Mademoiselle de Retz considérait fixement l’étoile :

— Les petits-enfants de nos petits-enfants la verront luire pareille durant de pareilles nuits. Elle mourra pourtant, à son tour, comme nous-mêmes…

— Quelque chose, – dit Fougères, – ne mourra pas !

— Ne mourra pas ?…

— Le feu dont elle brille ! car les astres s’éteignent, mais d’autres astres se rallument. Et le ciel, mille et mille fois renouvelé, est ce soir aussi jeune qu’il l’était, il y a cent millions de siècles ! Aujourd’hui, des atomes quelconques se sont rencontrés là-haut, et de leur contact, une flamme est née. Demain, d’autres atomes engendreront la même flamme. Tels deux amants qui s’aiment et qui mourront, laissant en héritage leur amour, intact et immuable, à d’autres amants à venir. Ce soir, vous et moi. Bientôt mon fils et votre fille. – Qu’importe ! Le désir et la volupté restent éternels…

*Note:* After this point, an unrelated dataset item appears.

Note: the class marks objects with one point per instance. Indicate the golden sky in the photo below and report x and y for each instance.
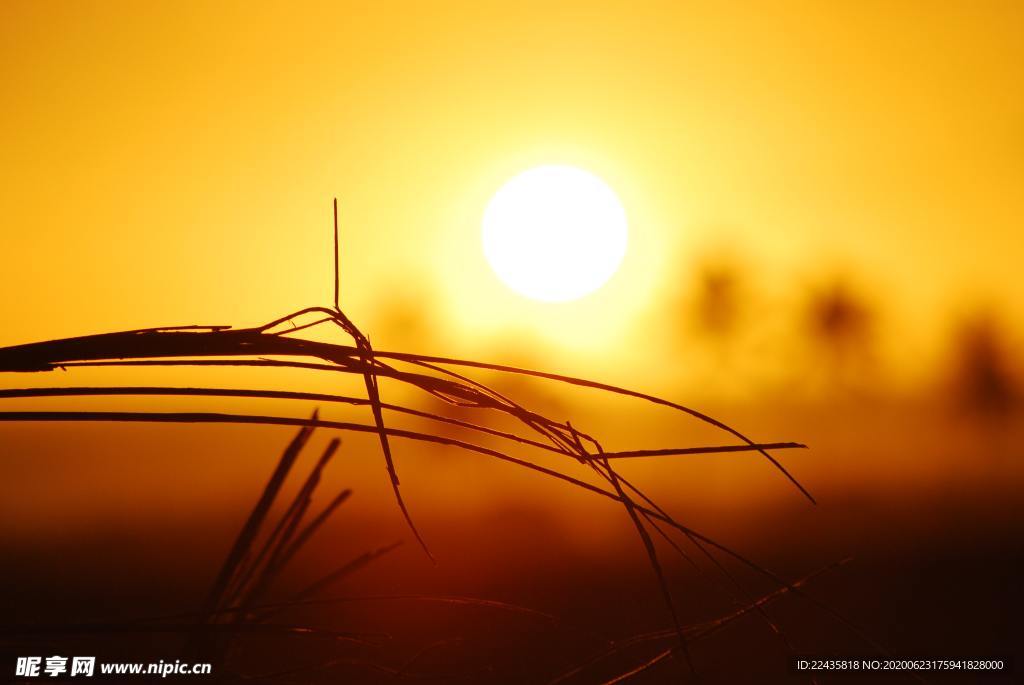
(173, 163)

Carmen de Retz ne regardait plus l’étoile bleue. Les yeux de Fougères étaient deux étoiles plus belles et plus attirantes… Une cloche lointaine tinta.

L’amoureuse, alors, d’un effort tremblant, se redressa. Déjà une main reprenait sa main, un bras soutenait sa taille. Elle s’appuya, elle s’abandonna…

Pourtant, elle eut tout à coup un soubresaut, une révolte : Fougères, deux fois vainqueur, lui glissait, dans l’étreinte de leurs doigts, la petite liasse soyeuse des billets de banque.